We picked our way over four more low spots with water rushing right beneath us, and then hopped rock to rock to reach the wet sand of the arm of Cape Cod.
No definitive path led to the lighthouse.  Most likely it is only visited by a few brave or crazy souls, and the central area was still covered by several inches of water from an ocean inlet.  We jumped from soggy seaweed patch to soggy seaweed patch to navigate our way to the Atlantic beach front and see the Wood End Lighthouse close up.
The seagulls act as if it is an imposition
for them to move as we head back.
Unlike others, it wasn't too impressive.  Set back from the water, it was surrounded by wild rose bushes and poison ivy... lots of poison ivy, mostly small low-growing plants with brilliant scarlet leaves.  We were up close and personal going back since we missed any path to the breakwater and foraged our way across the whole arm to the bay side.  We will only hope that wearing long pants and socks, stepping around the small low-growing plants, and showering thoroughly with soap will prevent any residual effects.
As we walked along the beach on the ocean side, we found another lobster buoy.  That makes five--all different--so Andy will have an interesting craft project for the winter.  That and his plan to reproduce the formal gardens of John Adams's house in our backyard will give him plenty to do.
Few visitors make it across the breakwater to see the Wood
End Lighthouse close up.
It was 3:30 p.m. by the time we headed back over the breakwater.  The sun sank lower behind us as we crossed the half mile of boulders.  Gulls sat on the rocks ahead of us and only left one by one as we stepped one rock away.  Black and white ducks bobbed in the water below us, and many more rocks on the breakwater were covered with broken and crushed shells.  It must have been early Thanksgiving dinner for somebody... or a lot of somebodies.

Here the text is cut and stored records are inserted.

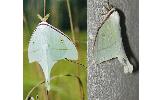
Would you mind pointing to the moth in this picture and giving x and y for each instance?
(108, 41)
(48, 45)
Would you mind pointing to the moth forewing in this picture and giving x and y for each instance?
(108, 41)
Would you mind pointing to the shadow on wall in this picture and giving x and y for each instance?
(126, 44)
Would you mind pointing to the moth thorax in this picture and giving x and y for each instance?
(43, 22)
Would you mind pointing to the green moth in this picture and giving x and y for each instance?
(108, 41)
(48, 45)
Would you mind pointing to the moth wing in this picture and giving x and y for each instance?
(60, 46)
(108, 39)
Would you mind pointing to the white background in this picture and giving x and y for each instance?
(11, 50)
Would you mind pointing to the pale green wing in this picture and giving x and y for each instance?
(47, 46)
(108, 42)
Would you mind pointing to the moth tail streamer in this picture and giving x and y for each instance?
(78, 63)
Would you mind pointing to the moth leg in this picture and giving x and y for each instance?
(128, 68)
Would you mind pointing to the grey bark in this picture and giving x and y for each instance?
(107, 81)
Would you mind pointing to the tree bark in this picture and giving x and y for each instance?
(107, 81)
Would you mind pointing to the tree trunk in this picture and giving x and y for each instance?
(107, 81)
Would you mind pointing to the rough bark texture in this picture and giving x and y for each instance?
(107, 81)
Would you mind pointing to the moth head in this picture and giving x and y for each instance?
(43, 19)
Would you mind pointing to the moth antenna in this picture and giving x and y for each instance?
(47, 92)
(109, 7)
(76, 63)
(45, 17)
(40, 17)
(37, 97)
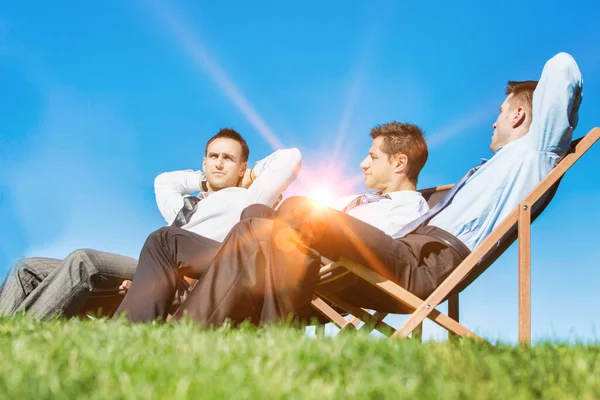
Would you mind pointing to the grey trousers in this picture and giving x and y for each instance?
(48, 287)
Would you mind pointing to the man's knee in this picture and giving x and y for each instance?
(81, 260)
(161, 235)
(257, 211)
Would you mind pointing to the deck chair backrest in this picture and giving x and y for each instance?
(511, 236)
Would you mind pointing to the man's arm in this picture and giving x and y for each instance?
(170, 187)
(556, 104)
(272, 175)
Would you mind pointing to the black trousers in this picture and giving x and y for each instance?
(169, 253)
(245, 283)
(417, 262)
(267, 270)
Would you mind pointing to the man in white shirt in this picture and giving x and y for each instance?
(198, 224)
(249, 278)
(532, 132)
(45, 287)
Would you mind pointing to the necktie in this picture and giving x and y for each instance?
(435, 210)
(190, 203)
(365, 199)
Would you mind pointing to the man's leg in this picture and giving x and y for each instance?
(417, 262)
(242, 283)
(24, 277)
(168, 254)
(67, 288)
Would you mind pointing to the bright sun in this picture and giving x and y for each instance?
(322, 196)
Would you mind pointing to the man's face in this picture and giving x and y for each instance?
(379, 169)
(223, 165)
(503, 126)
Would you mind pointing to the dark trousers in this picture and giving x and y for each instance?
(417, 262)
(244, 281)
(267, 270)
(168, 254)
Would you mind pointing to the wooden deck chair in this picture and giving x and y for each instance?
(398, 300)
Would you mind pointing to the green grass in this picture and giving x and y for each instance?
(104, 359)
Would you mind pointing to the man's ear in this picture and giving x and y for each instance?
(400, 162)
(519, 117)
(243, 169)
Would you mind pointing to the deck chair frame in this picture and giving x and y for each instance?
(519, 219)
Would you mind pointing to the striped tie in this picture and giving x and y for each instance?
(365, 199)
(190, 203)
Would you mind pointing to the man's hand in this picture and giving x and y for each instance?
(248, 178)
(125, 285)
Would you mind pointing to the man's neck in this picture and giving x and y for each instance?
(404, 185)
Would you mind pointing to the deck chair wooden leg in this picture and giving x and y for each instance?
(328, 311)
(453, 313)
(376, 322)
(320, 330)
(524, 228)
(417, 333)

When we head back to the mainland, a sand bar appears near
the breakwater as the tide goes out in the late afternoon.
We moved faster going back, even with Andy holding me and the buoy.  It would have taken me hours without his hand for support; I was already tired.
But tide made the big difference.  With the water now five or six feet lower and the rock surfaces now dry, we couldn't identify the low spots of our trek out from two-and-a-half hours earlier.Our last excursion of the day was out to the Life Saving Station, where rescuers checked day and night for boats lost at sea or in imminent danger.  The U.S. Lifesaving Service performed rescues off the Outer Cape from 13 stations built to house the surfmen and their rescue equipment and to provide temporary shelter for rescued shipwreck victims.  Old Harbor was built in 1897, and later used by the Coast Guard until it was decommissioned in 1949.  This structure, originally located in Chatham where it was threatened by erosion, was floated by barge in 1977 to Provincetown Harbor.  There it weathered the infamous "Storm of '78" on Race Point.  Significantly rehabilitated in 2009, it is now being furnished as it looked in 1900.
Old Harbor, the U.S. Life Saving Station, houses a museum
dedicated to those who rescued others in danger at sea.
The tours ended at 4:00 p.m., so we missed the timing, but the view of the beach was beautiful in the late afternoon sun.  If our day of challenges had been less strenuous, I could easily have stayed and walked along the water for more than ten minutes.
Instead, dinner beckoned.  It was Thirsty Thursday at Guapo's Tortilla Shack.  We headed back to the bar.   "I love to see people come back," said Steve, the floor manager, "especially since you try something different every time."  By now he knew us by name.
Waitress and bar tender Katie greeted us for the third night and introduced us to Andrew, our sever.  "You're the travelers," said owner Donna, joining Andrew in conversation.  "I've heard a lot about you!"
"Uh, Oh!" we joked in unison and then chatted with the congenial owner and staff.
Later I told Andy, "It's a good that there isn't a Guapo's Tortilla Shack in Trumbull.  I'd be way too comfortable!"
He laughed; he totally agreed.
We sat back and took the last bites of our scrumptious Mexican chiruzos dessert.  Dipping my sugared donut stick in the sauce of honey and chocolate, I thought, this is the life!   What a delicious reward for challenges overcome.